There might be conversations about the return of potential advertising revenue, ratings, the national interest.
But the point about being World Cup finalists in the previous World Cup being enough of a draw? That little chestnut of a consideration? Maybe it’s not in the manual.
When the Irish Independent contacted the RTÉ publicity department last week about coverage of the Women’s Hockey World Cup, the response we got last Wednesday was “we won’t be covering it as it clashes with the Women’s Euros which we are showing extensively”.
Look it, it’s great that we’ll get to see every game in. the Euros – which, unfortunately, the Republic of Ireland didn’t qualify for – but that tournament doesn’t start until Wednesday, July 6, while Ireland’s Hockey World Cup opener is this Saturday.
At least it’s a very low-key opener. It’s only against the defending World Cup champions, the No 1-ranked team in the world and the tournament co-hosts, the Netherlands, at a sold-out Wagener Stadium, Amsterdam.
All isn’t lost yet. It’s believed discussions about RTÉ’s coverage of Ireland’s games are ongoing.

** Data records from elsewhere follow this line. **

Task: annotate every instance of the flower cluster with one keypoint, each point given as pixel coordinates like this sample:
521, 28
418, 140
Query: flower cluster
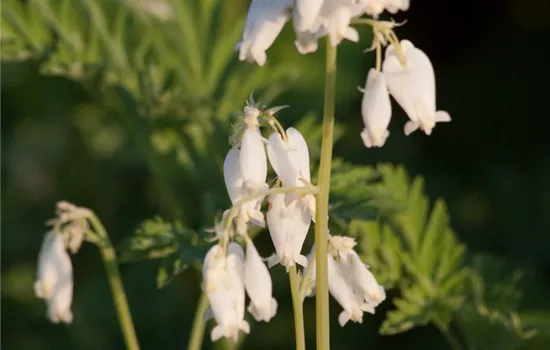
54, 281
312, 19
406, 72
230, 273
349, 280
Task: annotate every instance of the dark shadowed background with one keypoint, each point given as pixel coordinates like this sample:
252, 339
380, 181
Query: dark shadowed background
491, 164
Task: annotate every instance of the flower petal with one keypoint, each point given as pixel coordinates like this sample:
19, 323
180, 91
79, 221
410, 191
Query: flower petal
376, 110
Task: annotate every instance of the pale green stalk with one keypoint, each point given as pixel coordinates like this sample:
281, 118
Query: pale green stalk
321, 226
451, 339
117, 289
298, 309
197, 330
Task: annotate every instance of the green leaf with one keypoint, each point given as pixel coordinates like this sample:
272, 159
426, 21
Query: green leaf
407, 244
488, 320
154, 239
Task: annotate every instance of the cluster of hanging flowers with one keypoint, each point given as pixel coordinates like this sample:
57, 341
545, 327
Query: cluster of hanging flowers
54, 282
405, 72
230, 272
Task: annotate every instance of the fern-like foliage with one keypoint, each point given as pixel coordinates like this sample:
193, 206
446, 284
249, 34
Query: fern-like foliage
408, 245
176, 247
172, 81
489, 319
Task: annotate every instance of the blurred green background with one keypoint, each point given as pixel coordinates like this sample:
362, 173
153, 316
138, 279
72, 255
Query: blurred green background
491, 165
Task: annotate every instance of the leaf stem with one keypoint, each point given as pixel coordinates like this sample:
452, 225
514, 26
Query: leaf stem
235, 208
321, 226
117, 288
198, 328
298, 308
451, 339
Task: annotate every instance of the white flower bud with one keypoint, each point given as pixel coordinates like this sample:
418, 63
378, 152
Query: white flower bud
264, 22
258, 285
55, 278
376, 110
413, 87
288, 227
223, 277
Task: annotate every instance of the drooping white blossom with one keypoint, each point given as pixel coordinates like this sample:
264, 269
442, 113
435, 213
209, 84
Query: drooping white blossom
376, 110
340, 288
288, 226
413, 87
290, 160
350, 282
364, 280
264, 22
245, 172
306, 42
310, 282
54, 281
306, 13
335, 18
375, 7
223, 282
258, 285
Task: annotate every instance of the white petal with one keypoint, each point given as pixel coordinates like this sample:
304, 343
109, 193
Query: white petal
412, 86
306, 13
299, 153
264, 22
365, 282
335, 18
55, 278
340, 289
258, 285
280, 161
232, 175
224, 285
253, 161
306, 42
288, 227
376, 110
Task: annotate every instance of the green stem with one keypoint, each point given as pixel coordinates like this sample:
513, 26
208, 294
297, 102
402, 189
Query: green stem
115, 282
306, 279
274, 190
298, 310
198, 328
451, 339
321, 226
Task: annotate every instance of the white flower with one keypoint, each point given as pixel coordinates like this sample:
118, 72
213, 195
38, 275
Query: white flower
310, 286
288, 226
306, 13
350, 282
364, 280
245, 172
223, 277
306, 42
264, 22
234, 182
376, 110
290, 160
413, 87
335, 18
258, 285
55, 278
252, 160
392, 6
375, 7
340, 288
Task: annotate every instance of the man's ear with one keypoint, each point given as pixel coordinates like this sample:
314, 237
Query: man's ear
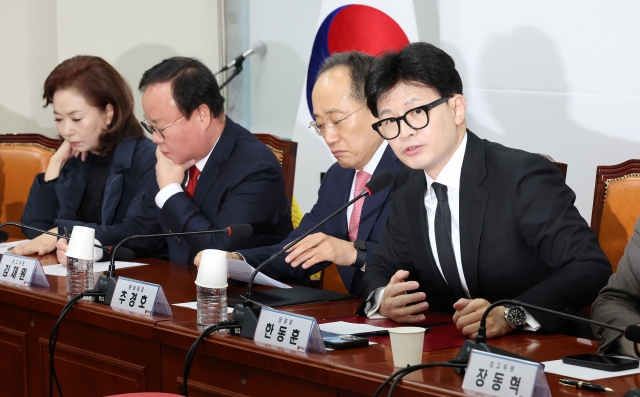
459, 108
204, 115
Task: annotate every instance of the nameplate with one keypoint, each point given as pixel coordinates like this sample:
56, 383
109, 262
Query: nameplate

When Ireland made the knock-out stage of the last World Cup in 2018, RTÉ broadcast those games live and the World Cup final had a peak viewership of 439,100, which was RTÉ’s highest viewing figure back then for a sporting event outside of GAA, rugby or soccer since Katie Taylor’s 2012 Olympic success.
Their dramatic Olympic qualifier was broadcast live on RTÉ in November 2019 as well as the European Championships last summer and their games at the Tokyo Olympics.
But here we are left hanging just days from a World Cup. There might be little expectation that Ireland can repeat what they achieved four years ago but that’s not the point.
Like the lack of live TV coverage of our most recent world champions, Lisa O’Rourke and Amy Broadhurst, in the World Boxing Championships in May, showing our top sportswomen competing on the world stage has to continually be a priority for our national broadcaster.
The Saturday Game Live is on RTÉ2 on Saturday evening. Over on RTÉ1 – while Ireland play the defending champions in a repeat of the 2018 World Cup final – an animated adventure called Smallfoot will be shown which is about a character who starts an epic journey from a village in the Himalayas hidden away from sight.
No need for the cheap analogies here.
But an Irish team playing in a World Cup after making the final four years ago should never be hidden from public view.